In order to sell their cars in the European Union and United States, automakers have to comply with two different crash-test procedures coordinated by the Euro NCAP (European New Car Assessment Program) and IIHS (The Insurance Institute for Highway Safety), respectively.
Naturally, that means more money spent on re-engineering cars to satisfy the two different crash-test standards, and automakers believe they could save hundreds of millions of dollars in costs if the crash-test standards were unified through a free-trade deal.
According to an Autonews report, to help them press their case, car manufacturers are asking academics to find common ground between US and EU standards. Lobbyists for carmakers from both sides of the Atlantic asked the University of Michigan Transportation Research Institute in Ann Arbor, Michigan, and SAFER, a transportation research group at Chalmers University in Gothenburg, Sweden, to help convince authorities of the benefits of unified safety standards.
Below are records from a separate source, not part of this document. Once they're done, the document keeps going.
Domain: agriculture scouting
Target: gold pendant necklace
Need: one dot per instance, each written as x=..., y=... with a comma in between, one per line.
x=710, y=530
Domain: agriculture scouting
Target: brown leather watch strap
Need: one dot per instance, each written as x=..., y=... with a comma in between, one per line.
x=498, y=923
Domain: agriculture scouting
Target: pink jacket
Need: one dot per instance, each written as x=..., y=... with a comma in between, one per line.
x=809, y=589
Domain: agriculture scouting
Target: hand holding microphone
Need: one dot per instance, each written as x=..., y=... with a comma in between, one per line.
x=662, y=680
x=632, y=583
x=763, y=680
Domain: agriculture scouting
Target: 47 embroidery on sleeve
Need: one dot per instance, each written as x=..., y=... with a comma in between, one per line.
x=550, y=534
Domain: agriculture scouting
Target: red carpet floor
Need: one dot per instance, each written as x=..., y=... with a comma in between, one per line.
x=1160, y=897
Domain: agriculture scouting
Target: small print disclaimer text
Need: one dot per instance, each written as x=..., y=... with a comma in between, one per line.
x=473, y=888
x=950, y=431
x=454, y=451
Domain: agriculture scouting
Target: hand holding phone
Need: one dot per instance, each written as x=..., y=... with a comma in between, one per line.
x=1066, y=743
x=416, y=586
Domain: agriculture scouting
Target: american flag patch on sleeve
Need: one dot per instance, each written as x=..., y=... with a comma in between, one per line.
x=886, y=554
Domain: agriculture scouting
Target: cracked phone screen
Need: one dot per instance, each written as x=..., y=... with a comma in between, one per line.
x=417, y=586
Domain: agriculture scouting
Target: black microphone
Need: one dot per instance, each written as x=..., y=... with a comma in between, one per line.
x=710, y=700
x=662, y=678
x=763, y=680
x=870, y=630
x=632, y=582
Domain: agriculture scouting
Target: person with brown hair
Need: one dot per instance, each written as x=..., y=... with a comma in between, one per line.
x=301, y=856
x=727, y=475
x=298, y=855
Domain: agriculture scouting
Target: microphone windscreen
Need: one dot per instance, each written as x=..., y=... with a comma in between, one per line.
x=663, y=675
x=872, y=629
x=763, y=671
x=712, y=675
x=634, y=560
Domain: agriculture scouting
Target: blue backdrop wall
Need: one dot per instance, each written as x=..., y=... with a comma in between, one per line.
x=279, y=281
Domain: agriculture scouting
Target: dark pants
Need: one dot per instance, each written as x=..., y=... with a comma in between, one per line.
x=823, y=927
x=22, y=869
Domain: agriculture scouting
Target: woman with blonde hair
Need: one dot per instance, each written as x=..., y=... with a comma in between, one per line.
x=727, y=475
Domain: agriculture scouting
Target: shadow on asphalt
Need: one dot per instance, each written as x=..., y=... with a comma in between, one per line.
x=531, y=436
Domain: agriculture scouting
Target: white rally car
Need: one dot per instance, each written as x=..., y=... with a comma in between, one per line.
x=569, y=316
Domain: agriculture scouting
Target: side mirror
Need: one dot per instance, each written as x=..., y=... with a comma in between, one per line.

“Regulators tend to believe that their standards are the best. They have ‘not-invented-here syndrome,’” said Gloria Bergquist, a spokeswoman for the Alliance of Automobile Manufacturers, an US lobbying group whose members include General Motors, Toyota and Volkswagen. “We want to show them that our standards may differ in some modest ways, but the ones that we’re looking at harmonizing are essentially equivalent,” Bergquist added.
The Michigan institute and SAFER will gather data and come up with a methodology by late April or early May. The academics would then conduct an analysis and finish their report by the end of 2014, when the US and EU are hoping to finalize the free-trade deal.